Smits thinks the obstacles can be overcome, that Samboja Lestari could hold 50 times more fruit trees than a natural forest, and support a near-miraculous 1,000 orangutans in a space where a conventional forest could normally support only 60. And yet even Smits is worried about how precarious the project is. “So far,” he says, “it is an experiment and I fear it can still go wrong.”

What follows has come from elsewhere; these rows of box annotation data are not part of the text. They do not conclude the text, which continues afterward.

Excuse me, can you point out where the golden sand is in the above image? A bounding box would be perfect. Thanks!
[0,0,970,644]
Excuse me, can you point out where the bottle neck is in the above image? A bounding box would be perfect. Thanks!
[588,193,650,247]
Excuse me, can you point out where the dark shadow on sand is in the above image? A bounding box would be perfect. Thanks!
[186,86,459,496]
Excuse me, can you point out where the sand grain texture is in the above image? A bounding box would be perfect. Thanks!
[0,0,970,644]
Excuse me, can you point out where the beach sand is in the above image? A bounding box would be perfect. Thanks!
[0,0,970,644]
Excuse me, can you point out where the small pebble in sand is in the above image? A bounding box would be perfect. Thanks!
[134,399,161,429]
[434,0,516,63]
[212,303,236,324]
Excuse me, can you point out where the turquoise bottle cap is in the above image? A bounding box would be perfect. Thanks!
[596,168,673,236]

There is a deeper meaning to the venture at Samboja Lestari. It is a critical time for rainforests and the life that depends on them, including ours, and Smits’ rainforest could encourage a pivotal shift in our thinking. If the idea of Samboja overcomes all the political and economic obstacles and proves to be workable, it could be part of a momentous change in our relationship with the natural world. The broad history of our interaction with the rainforest has been defined by our denigration of its strength and beauty. We have misunderstood it, reviled it, misused it. Now Smits wants to take a big leap forward with a radical recreation of a forest designed for human beings and wildlife alike.
Smits has seen what happens if we don’t dare to think big and act boldly. He told me about the dramatic effect the huge fires that swept across Kalimantan had on his thinking. They were the catalyst for Samboja Lestari. “We were busy trying to save as much forest as possible. One night we went to save my research plot from fire and drilled a water hole. When the first muddy water came out we were overrun by at least 10 wild boars that bumped us over and started to drink the muddy stream. There was a deer standing still and I could touch it and noticed its legs had burned. Then she fell.” The deer died soon after. “An owl sitting on a branch fell dead. Those pictures of what happens in those forests that are drying out—a process that is worsening with climate change—are some of the most dramatic images I still carry with me.” Smits says it is images like these that make him attempt the near-impossible. “In Samboja Lestari, when I stood on that barren hill in the afternoon, I was watching the most extreme consequences of those fires and forest destruction—the vastness of yellow grass, just grass eerily silent. Not even insects! I wanted to see a damp forest again and hear the voices of birds.”